Shira Moolten, South Florida Sun-Sentinel on

Published in News & Features

WEST PALM BEACH, Fla. — A Clearwater man who vandalized the Delray Beach LGBT pride intersection pleaded guilty in court Wednesday morning before apologizing at the request of a Palm Beach County judge.

“Do you understand what I mean when I use the word ‘remorse’?” Judge Daliah Weiss asked Dylan Reese Brewer, 19, before granting the plea deal, which critics have called a “sweetheart deal” because it allows Brewer to plead guilty to a misdemeanor instead of a felony.

“Yes ma’am,” he said.

“And you have stated that you are remorseful. Do you regret what you’ve done here?”

“Absolutely,” Brewer replied. “Yes ma’am.”

Last February, Brewer performed three burnouts over the rainbow flag painted in the street with his friends in tow and a “President Trump” flag flying from his dark pickup truck, the second time someone has defaced the mural with burnouts in three years. Alexander Jerich, 20, did so in 2021, one day after the streetscape was unveiled, while driving in a birthday rally for Trump.

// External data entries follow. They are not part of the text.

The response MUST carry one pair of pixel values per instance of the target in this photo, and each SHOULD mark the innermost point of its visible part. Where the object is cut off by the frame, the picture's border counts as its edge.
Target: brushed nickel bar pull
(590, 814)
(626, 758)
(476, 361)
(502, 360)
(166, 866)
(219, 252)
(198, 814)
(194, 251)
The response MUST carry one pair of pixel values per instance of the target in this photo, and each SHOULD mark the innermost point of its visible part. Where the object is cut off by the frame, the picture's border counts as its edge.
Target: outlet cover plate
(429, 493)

Brewer’s plea deal required him to plead guilty to one misdemeanor count of criminal mischief under $1,000, unlike the felony count Jerich faced, and one count of reckless driving with injury to person or property. The formal conviction will remain on his record, unlike in Jerich’s case. He will have to pay the city of Delray Beach over $5,000 to repair the mural and complete 12 months of probation and 75 community service hours for each charge, as well as an anger management course.

In the months after Brewer’s arrest, his case went viral within right-wing circles of social media, with some accounts calling him a “hero.” A fundraiser for his legal expenses on Give Send Go, a Christian crowdfunding website, raised $36,535, over seven times the $5,000 restitution portion of the plea deal.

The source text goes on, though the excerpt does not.